Understanding Table Structural Changes

From time to time, Stitch will encounter data that can’t be loaded losslessly into the destination table in your destination. When this happens, Stitch may have to alter the structure of the table in order to successfully load the data.

Reasons for table structural changes

Stitch may need to perform table alterations for several reasons, including:

VARCHAR data of varying widths,
Multiple data types in a source table column, and
Column additions or removals in the source table

In this guide are examples of how Stitch will behave in each of these scenarios for each currently supported destination type.

Examples in this guide

The examples in this guide will use an example table named customers to demonstrate Stitch’s behavior for each scenario.

Excluding the _sdc columns, Stitch determines this is the structure of the customers table:

Column name	Data type
id	BIGINT
name	STRING
age	BIGINT
has_magic	BOOLEAN

VARCHAR column widening

To preserve your destination’s performance and reduce disk usage, Stitch uses the smallest possible VARCHAR column when storing string data.

For example: If the maximum width of a string column across all records is currently 127, Stitch will type the destination column as VARCHAR(128).

As string data can vary in width, Stitch will take different actions to accommodate the data, depending on the destination in use. See below for an example.

VARCHAR column widening example: First replication job

During the first replication job, Stitch extracts the following records for the customers table:

id (BIGINT)	name (STRING)	age (BIGINT)	has_magic (BOOLEAN)
1	Finn	15	false
2	Jake	7	true

VARCHAR column widening example: Second replication job

During the next replication job, Stitch extracts the records in the table below. In this example, the name column contains data that exceeds its previously known width:

id (BIGINT)	name (STRING)	age (BIGINT)	has_magic (BOOLEAN)
3	PrincessBubblegumWhoIsTheCurrentIncarnationOfTheCandyElementalAndRulesOverTheCandyKingdomWasBornFromTheMotherGumAfterTheMushroomWarAndHasARivalWhoIsAVampireNamedMarcellineTheVampireQueen	16	true
4	BMO	11	false

VARCHAR column widening example: New table structure

How Stitch loads the data depends on the type destination being used. Click the tabs below to see how accommodating this data works for each destination.

When Stitch detects string data that exceeds its previous maximum width in Azure Synapse Analytics destinations, Stitch will automatically widen the column to accommodate the data.

In this example, the name column would have originally been NVARCHAR(128). Stitch will widen the column to NVARCHAR(256).

The structure of the customers table would be altered to the following:

Column name	Data type
id [pk]	BIGINT
name	NVARCHAR(256)
age	BIGINT
has_magic	BOOLEAN

When Stitch detects string data that exceeds its previous maximum width in BigQuery destinations, Stitch will not widen the column.

All string data is stored as TEXT in BigQuery destinations, which do not require setting a width.

The structure of the customers would remain unchanged:

Column name	Data type
id [pk]	BIGINT
name	TEXT
age	BIGINT
has_magic	BOOLEAN

When Stitch detects string data that exceeds its previous maximum width in Panoply and Redshift destinations, Stitch will automatically widen the column to accommodate the data.

In this example, the name column would have originally been VARCHAR(128).

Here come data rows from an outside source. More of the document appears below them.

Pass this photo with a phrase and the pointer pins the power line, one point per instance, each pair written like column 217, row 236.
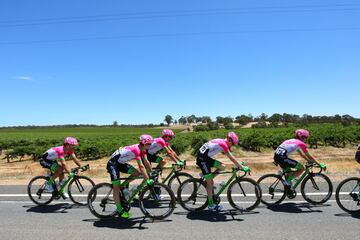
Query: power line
column 179, row 13
column 182, row 35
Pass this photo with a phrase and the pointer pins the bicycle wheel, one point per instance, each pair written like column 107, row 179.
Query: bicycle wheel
column 101, row 202
column 192, row 195
column 79, row 188
column 244, row 194
column 348, row 195
column 316, row 188
column 176, row 180
column 157, row 207
column 37, row 192
column 272, row 189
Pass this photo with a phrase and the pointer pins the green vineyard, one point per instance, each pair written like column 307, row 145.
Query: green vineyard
column 98, row 142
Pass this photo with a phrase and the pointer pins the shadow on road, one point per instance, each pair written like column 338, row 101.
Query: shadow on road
column 54, row 208
column 211, row 216
column 119, row 223
column 354, row 215
column 297, row 208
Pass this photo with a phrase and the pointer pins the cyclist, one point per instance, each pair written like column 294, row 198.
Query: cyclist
column 54, row 159
column 118, row 163
column 357, row 155
column 290, row 146
column 159, row 144
column 205, row 161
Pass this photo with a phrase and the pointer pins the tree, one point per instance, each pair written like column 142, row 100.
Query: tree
column 168, row 119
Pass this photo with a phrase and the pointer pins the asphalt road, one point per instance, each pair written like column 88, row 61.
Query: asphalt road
column 21, row 219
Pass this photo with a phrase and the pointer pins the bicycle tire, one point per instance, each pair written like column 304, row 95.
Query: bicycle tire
column 176, row 180
column 319, row 182
column 342, row 189
column 152, row 207
column 244, row 194
column 35, row 194
column 192, row 195
column 272, row 186
column 78, row 186
column 100, row 197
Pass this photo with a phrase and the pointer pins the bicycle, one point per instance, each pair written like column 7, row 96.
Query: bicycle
column 102, row 205
column 78, row 186
column 275, row 188
column 347, row 195
column 243, row 193
column 175, row 177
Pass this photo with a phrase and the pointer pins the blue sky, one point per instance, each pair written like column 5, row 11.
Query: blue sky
column 95, row 62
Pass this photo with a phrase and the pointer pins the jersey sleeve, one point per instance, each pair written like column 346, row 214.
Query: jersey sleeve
column 303, row 147
column 224, row 146
column 161, row 142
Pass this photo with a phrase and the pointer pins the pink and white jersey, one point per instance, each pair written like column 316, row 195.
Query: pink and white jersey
column 292, row 145
column 157, row 145
column 215, row 146
column 128, row 153
column 57, row 152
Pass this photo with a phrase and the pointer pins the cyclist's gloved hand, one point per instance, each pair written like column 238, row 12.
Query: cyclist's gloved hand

Stitch will widen the column to VARCHAR(256), which requires dropping and re-creating the column.

Note: Dropping and re-creating columns will affect views dependent on the column.

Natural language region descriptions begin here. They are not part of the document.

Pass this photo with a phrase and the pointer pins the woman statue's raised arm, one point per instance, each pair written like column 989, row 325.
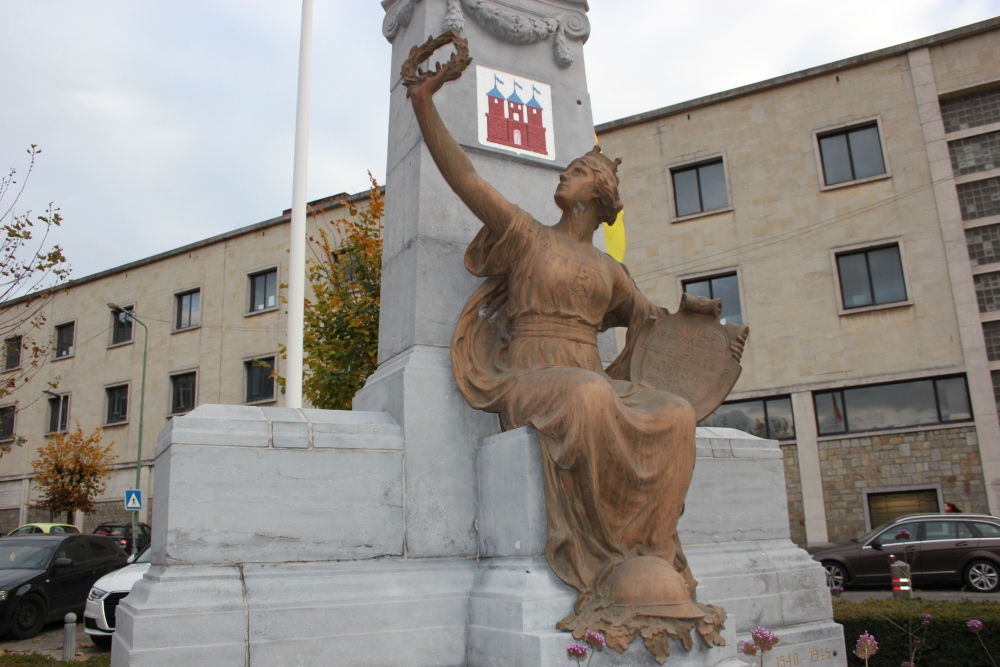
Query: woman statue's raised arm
column 482, row 198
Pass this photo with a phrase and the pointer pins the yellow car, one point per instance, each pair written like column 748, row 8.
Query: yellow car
column 39, row 528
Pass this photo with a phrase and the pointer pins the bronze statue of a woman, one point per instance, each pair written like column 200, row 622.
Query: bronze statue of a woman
column 617, row 456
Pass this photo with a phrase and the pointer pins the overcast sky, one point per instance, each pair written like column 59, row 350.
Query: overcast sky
column 165, row 122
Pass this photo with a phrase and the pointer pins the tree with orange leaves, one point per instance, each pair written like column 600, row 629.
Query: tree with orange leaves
column 70, row 470
column 340, row 336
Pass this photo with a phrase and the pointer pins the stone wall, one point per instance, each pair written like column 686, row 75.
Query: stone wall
column 949, row 457
column 793, row 491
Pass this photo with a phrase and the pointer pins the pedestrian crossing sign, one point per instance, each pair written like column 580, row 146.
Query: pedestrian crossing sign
column 133, row 499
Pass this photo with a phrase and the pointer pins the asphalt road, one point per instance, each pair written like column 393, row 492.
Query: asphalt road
column 49, row 643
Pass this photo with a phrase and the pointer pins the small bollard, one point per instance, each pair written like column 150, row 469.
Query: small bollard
column 900, row 573
column 69, row 637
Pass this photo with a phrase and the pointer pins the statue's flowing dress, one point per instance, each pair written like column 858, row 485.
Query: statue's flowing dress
column 617, row 457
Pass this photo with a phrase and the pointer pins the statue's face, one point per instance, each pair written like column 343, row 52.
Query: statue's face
column 576, row 185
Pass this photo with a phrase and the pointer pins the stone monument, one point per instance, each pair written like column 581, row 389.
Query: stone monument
column 411, row 531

The structure of the customers table would be altered to the following:

Column name	Data type
id [pk]	BIGINT
name	VARCHAR(256)
age	BIGINT
has_magic	BOOLEAN

When Stitch detects string data that exceeds its previous maximum width in PostgreSQL destinations, Stitch will not widen the column.

All string data is stored as TEXT in PostgreSQL destinations, which do not require setting a width.

The structure of the customers would remain unchanged:

Column name	Data type
id [pk]	BIGINT
name	TEXT
age	BIGINT
has_magic	BOOLEAN

When Stitch detects string data that exceeds its previous maximum width in Snowflake destinations, Stitch will automatically widen the column to accommodate the data.

In this example, the name column would have originally been VARCHAR(128). Stitch will widen the column to VARCHAR(256).

The structure of the customers table would be altered to the following:

Column name	Data type
id [pk]	BIGINT
name	VARCHAR(256)
age	BIGINT
has_magic	BOOLEAN

Columns with mixed data types

Stitch requires that there only be one data type per column to properly type, load, and store data. If a column contains multiple data types, Stitch will create additional columns and append the data type to the column name. See below for an example.

Mixed data types example: First replication job

During the first replication job, the following rows are extracted for the customers table:

id (BIGINT)	name (STRING)	age (BIGINT)	has_magic (BOOLEAN)
1	Finn	15	false
2	Jake	7	true

Mixed data types example: Second replication job

During the next replication job, the following rows are extracted:

id (BIGINT)	name (STRING)	age (DOUBLE)	has_magic (STRING)
3	Bubblegum	16.0	yes
4	BMO	11	false

Stitch will detect that the data types in these newly replicated rows differ than the ones from the initial replication job. In this case:

age was originally a BIGINT, but can sometimes be a decimal
has_magic was originally a BOOLEAN, but can sometimes be a string

Mixed data types example: New table structure

To accommodate the data, Stitch will create a new column for the newly detected data type and store the data for that data type in the new column.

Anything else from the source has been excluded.